To that end, Jennings plays a dual role: “The self that does the writing and the self that does the living,” as the movie puts it.
Said selves are often at odds with each other, which makes you wonder if Charlie Kauffman had seen “The Lady in the Van” in London before writing those dual (dueling?) Kaufmans played by Nicolas Cage in “Adaptation.”
At any rate, not all that much happens in “The Lady in the Van.” And yet, everything happens. We watch an existence played out. Bennett learns Miss Shepherd was once far more than an odiferous vagrant. She had been an ambulance driver during World War II. She’d lived in a nunnery. She’d been a promising concert pianist. She could speak French. She had a life.
And now she’s someone who squats down beside her van and leaves excrement in her host’s driveway.

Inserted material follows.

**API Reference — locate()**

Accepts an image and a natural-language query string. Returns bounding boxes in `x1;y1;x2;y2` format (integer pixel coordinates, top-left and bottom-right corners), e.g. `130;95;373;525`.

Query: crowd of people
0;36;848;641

The movie is like a bunch of interconnected sketches in which we (and Bennett) learn more about Miss Shepherd. At the same time, Bennett (and we) learn more about … well, Bennett.
A somewhat closeted homosexual at the movie’s beginning, he comes to accept himself. In one neat bit near the end – and this is not a spoiler because some movies you simply can’t spoil – Bennett’s live-in partner tells him it’s time to stop talking to his other self because he’s there now and Bennett can talk to him.
That’s a good example of the sort of lovely moments Bennett and Hytner thread throughout the movie. The two have worked together before – “The History Boys” and “The Madness of King George’ are a few examples. “The Lady in the Van” is a delicate little piece, one that could so easily be overdone. Thankfully, Bennett, Hytner and, of course, the incomparable Dame Maggie refuse to turn the film into the expected “Best Marigold Hotel” mush. Nor does it flirt with “Feed the birds, tuppence a bag” sentimentality.
Miss Shepherd was and is a formidable woman. She doesn’t want our pity. She’d rather use our bathroom.